There is evidence that going to church, and that religion, religious training, spirituality, faith, prayer, and church-based social support are associated with reduced anxiety, and in many instances, depression is reduced as well. When I am anxious, I can’t stop thinking about my worry or problem and then I feel like I’m a failure and get depressed about it. I have had periods when I can’t break out of that cycle and after much inner work and encouragement from friends and family, I sought mental health support and medication with good results.

Remember the words of John O’Donohue: “One of the most beautiful gifts in the world is the gift of encouragement. When someone encourages you, that person helps you over a threshold you might otherwise not have crossed on your own.”

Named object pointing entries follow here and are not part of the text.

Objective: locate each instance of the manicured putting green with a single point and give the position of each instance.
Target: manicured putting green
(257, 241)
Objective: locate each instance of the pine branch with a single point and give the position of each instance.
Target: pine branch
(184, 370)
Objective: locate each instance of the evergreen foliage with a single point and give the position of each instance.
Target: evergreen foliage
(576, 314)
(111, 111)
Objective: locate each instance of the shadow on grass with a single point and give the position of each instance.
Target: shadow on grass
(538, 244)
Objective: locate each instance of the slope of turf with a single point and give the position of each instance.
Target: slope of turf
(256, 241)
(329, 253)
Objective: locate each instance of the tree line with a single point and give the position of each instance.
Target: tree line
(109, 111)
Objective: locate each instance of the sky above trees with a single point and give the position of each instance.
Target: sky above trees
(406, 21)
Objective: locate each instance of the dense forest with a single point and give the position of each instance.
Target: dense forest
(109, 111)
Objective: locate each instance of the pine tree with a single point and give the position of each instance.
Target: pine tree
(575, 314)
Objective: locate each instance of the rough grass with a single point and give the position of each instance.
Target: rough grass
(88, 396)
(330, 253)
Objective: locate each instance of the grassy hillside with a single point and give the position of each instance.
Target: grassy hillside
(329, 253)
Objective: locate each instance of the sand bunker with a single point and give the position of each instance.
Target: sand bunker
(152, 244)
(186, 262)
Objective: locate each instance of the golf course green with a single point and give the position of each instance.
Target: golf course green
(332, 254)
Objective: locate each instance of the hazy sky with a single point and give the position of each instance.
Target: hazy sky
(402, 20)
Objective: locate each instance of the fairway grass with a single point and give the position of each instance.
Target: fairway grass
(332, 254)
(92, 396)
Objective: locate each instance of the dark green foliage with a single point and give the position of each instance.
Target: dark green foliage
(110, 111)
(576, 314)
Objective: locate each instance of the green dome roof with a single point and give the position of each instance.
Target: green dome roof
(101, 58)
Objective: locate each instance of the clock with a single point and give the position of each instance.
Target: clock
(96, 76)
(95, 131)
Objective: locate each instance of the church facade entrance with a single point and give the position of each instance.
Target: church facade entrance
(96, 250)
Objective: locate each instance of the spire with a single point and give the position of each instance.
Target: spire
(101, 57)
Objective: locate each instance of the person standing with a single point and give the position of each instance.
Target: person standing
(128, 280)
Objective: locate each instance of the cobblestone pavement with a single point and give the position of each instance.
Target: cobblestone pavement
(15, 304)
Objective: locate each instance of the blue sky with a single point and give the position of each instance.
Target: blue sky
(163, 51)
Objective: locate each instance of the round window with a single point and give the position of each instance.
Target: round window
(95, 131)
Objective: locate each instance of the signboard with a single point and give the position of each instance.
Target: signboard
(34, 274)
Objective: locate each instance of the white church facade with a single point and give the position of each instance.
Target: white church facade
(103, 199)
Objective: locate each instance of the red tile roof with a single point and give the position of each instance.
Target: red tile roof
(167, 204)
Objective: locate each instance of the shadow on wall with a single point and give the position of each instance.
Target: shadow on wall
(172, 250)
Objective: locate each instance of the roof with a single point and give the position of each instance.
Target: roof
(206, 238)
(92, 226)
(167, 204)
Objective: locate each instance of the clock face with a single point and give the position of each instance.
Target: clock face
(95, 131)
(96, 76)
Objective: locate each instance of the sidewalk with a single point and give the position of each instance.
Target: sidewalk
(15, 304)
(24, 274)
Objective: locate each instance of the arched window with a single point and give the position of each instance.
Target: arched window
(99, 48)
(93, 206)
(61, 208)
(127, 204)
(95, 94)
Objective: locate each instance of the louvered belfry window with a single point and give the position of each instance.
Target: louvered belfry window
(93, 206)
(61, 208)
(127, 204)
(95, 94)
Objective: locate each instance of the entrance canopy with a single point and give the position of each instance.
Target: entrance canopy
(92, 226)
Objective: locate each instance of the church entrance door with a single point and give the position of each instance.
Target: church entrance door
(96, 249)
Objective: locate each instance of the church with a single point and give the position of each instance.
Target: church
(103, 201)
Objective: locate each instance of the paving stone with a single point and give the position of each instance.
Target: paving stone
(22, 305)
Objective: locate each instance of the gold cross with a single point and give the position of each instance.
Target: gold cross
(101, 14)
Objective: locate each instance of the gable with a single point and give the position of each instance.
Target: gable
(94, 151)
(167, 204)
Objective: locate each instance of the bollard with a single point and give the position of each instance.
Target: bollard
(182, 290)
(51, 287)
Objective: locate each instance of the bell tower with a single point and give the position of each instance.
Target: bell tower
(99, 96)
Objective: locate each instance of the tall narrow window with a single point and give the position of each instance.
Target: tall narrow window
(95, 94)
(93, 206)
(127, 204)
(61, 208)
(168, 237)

A few additional suggestions:

Find commonalities before thinking about differences

Don’t assume that a person sees their disability as a tragedy

If you suspect eye contact is causing discomfort, don’t insist

Ask if assistance is needed before providing it

Do not underestimate the abilities and talents of a person with a disability

Address the person, not their caregiver, and do not touch their mobility devices

Finally, forgive yourself in any mistakes you’ve made in social interactions. You have made a mistake but look at what you have learned. It’s hard. I still think of my first year of teaching at the Cotting School when we still taught students to diagram sentences. I told a student to go to the blackboard and write the subject and predicate, but he was a little person, a dwarf, and without thinking I said, “just drag up a chair so you can reach it.” And he did! That was 55 years ago and I’m still trying to forgive myself!

I leave you with one of my favorite mantras, a blessing by John O’Donohue: “May you/I/we live this day compassionate of heart, clear in word, gracious in awareness, courageous in thought, generous in love.”